Embedded vision has the potential to enable a range of medical and other electronic products that will be more intelligent and responsive than before—and thus more valuable to users. The technology can both add helpful features to existing products and open up brand new markets for equipment manufacturers. The examples discussed in this article, along with its accompanying sidebars, have hopefully sparked your creativity. A worldwide industry alliance of semiconductor, software and services suppliers is also poised to assist you in rapidly and robustly transforming your next-generation ideas into shipping-product reality (see sidebar "The Embedded Vision Alliance"). The era of cost-effective, power-efficient, and full-featured embedded vision capabilities has arrived. What you do with the technology's potential is fundamentally limited only by your imagination.

Sidebar: Mobile Electronics Applications Showcase Embedded Vision

Thanks to service provider subsidies coupled with high shipment volumes, relatively inexpensive smartphones and tablets supply formidable processing capabilities: multi-core GHz-plus CPUs and graphics processors, on-chip DSPs and imaging coprocessors, and multiple gigabytes of memory. Plus, they integrate front- and rear-viewing cameras capable of capturing high-resolution still images and HD video clips. Harnessing this hardware potential, developers have created medical applications for mobile electronics devices.

Sidebar: Codifying Intuition

Medicine, like any science, heavily relies on data to diagnose and treat patient ailments. However, as any healthcare professional will tell you physicians and nurses also commonly rely on intuition. Simply by glancing at a patient, and relying in no small part on past experience, a medical professional can often deliver an accurate diagnosis, even in the presence of nebulous or contradictory information.

While we typically don’t understand the processes by which such snap judgments are created, this does not necessarily preclude harnessing them to create insightful automated systems. The field of machine learning, which is closely allied with embedded vision, involves creating machines that can learn by example. By inputting to a computer the data sets of various patient cases, complete with information on healthcare professionals’ assessments, the system's artificial intelligence algorithms may subsequently be able to intuit with human-like success rates.

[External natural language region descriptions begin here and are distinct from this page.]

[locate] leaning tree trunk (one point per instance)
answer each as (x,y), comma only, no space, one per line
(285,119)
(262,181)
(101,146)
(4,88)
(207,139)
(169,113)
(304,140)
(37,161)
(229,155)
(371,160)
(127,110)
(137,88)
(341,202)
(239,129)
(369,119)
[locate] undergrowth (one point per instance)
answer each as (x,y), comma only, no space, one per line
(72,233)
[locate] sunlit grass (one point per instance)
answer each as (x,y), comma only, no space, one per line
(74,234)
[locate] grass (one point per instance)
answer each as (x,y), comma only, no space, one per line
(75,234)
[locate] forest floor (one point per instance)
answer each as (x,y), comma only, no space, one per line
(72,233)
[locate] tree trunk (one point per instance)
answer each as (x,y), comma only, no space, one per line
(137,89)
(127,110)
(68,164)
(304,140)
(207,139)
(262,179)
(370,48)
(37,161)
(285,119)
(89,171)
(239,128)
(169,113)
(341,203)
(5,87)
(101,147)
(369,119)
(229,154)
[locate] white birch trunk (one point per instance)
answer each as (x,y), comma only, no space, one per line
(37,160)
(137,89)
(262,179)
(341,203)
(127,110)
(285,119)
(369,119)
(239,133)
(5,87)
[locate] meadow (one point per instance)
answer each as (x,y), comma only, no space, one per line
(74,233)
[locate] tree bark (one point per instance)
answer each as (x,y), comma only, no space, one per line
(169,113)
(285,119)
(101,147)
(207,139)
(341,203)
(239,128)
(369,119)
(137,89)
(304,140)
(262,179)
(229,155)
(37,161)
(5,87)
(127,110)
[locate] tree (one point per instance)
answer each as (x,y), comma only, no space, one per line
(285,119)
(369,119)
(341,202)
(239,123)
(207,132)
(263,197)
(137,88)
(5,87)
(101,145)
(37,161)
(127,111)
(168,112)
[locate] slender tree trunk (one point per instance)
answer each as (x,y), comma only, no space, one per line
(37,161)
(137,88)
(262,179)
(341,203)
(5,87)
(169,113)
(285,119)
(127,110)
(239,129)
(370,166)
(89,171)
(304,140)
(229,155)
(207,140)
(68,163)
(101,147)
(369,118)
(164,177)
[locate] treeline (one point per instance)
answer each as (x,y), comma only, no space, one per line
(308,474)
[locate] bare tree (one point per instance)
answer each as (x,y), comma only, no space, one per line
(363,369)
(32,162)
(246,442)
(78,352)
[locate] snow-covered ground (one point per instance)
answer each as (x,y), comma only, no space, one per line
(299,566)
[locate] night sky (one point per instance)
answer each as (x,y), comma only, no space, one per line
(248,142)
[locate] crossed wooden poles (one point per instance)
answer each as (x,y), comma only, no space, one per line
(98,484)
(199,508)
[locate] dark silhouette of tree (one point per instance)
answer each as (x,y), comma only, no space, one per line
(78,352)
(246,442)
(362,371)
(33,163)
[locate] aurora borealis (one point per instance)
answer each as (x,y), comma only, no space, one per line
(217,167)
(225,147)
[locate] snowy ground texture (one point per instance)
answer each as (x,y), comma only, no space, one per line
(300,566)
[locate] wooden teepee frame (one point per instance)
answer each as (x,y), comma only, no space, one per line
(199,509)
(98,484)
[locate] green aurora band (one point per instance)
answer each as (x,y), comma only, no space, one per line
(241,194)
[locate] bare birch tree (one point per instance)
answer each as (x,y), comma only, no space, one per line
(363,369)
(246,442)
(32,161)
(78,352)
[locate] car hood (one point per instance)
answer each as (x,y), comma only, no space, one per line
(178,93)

Sidebar: The Embedded Vision Alliance

The Embedded Vision Alliance, a worldwide organization of technology developers and providers, is working to empower engineers to transform the potential of embedded vision technology into reality. The alliance’s mission is to provide engineers with practical education, information, and insights to help them incorporate embedded vision capabilities into products. To execute this mission, the alliance has developed a Web site with tutorial articles, videos, code downloads, and a discussion forum staffed by a diversity of technology experts. For more information on the Embedded Vision Alliance, including membership details, please email info@Embedded-Vision.com or call 925/954-1411.

Brian Dipert is editor-in-chief of the Embedded Vision Alliance (Walnut Creek, CA) and a senior analyst at Berkeley Design Technology Inc. (BDTI; Walnut Creek), a firm that provides analysis, advice, and engineering for embedded processing technology and applications. Dipert holds a bachelor’s degree in electrical engineering from Purdue University. Reach him at dipert@embedded-vision.com.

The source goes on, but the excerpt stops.